There's progress and optimal progress. You may get faster results if you follow a strict, regimented schedule of eating vs training. There may be an ideal time to eat which will maximize muscle growth. You may calculate each macro of food down to the gram, even taking in to account TEF of the food.
But, we're human. We have jobs. We have social lives. It would be impossible to follow such a strict routine forever.
Ultimately, training is exploiting our adaptive capabilities for survival. Your body doesn't build muscle because you go to the gym. Your body builds muscle because, for some reason, you live in a world that involves a lot of heavy lifting. It builds muscle to adapt to this world to improve your chances of survival.
Humans didn't have the knowledge or ability to follow such schedules or diets until very recently. We ate what we had when we wanted. It would be an extremely inefficient survival mechanism if we completely lost progress because we didn't eat a whey shake after a workout.
There are, of course, limitations.

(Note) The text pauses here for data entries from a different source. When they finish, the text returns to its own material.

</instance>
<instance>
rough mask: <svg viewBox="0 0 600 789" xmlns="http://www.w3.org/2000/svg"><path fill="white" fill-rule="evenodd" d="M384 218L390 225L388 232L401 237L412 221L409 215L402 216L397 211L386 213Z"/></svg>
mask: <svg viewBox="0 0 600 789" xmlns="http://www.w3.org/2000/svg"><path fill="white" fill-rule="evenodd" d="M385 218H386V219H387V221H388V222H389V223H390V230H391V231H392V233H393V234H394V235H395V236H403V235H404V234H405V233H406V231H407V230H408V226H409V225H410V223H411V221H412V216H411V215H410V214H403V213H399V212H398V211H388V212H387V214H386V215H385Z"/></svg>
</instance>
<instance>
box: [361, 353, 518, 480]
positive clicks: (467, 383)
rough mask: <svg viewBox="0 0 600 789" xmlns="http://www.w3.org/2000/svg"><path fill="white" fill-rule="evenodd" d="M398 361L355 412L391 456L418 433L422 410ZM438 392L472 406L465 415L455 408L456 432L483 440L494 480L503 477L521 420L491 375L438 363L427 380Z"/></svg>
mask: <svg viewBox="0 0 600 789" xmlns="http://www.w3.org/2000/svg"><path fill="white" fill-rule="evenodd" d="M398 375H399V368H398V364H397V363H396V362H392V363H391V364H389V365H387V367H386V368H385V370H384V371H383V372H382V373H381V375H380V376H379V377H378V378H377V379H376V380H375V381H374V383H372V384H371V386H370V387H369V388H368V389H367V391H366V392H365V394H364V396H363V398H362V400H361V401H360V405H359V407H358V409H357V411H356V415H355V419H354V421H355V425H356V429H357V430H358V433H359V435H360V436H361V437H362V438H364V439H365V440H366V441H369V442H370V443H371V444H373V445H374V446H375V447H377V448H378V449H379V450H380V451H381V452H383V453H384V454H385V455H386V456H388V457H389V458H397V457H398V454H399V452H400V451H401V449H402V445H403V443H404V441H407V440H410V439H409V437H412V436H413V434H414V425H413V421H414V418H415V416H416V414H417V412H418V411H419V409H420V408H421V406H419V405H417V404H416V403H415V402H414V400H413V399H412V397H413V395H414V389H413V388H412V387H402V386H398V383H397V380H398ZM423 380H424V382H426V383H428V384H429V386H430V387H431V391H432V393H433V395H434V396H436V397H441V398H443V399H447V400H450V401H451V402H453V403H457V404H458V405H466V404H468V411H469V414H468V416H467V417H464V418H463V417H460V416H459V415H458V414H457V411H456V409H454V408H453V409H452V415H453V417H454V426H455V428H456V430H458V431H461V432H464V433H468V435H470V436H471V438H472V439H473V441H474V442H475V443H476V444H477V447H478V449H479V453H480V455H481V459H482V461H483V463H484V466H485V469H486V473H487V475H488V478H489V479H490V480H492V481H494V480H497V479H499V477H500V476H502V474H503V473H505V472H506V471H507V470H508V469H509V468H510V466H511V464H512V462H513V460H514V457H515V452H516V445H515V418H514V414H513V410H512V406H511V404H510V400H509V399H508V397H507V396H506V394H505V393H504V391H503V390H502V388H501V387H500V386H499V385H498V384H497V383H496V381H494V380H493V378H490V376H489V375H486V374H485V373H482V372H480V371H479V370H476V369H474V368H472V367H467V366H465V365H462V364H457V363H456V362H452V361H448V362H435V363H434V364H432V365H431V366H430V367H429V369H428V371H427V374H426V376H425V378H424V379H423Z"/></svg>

Being 300 lbs. of pure muscle has its drawbacks, so it's going to be more resistant the heavier you go. So as you advance, you'll have to become more and more strict. For example, if you don't eat enough calories, muscle won't be built because muscle takes a lot of energy to exist, so you need energy to build it. If you don't eat enough protein, your body won't have the building blocks to create muscle. Once the basic things are mastered (which can take years), THEN meal timing can be helpful to really optimize progress.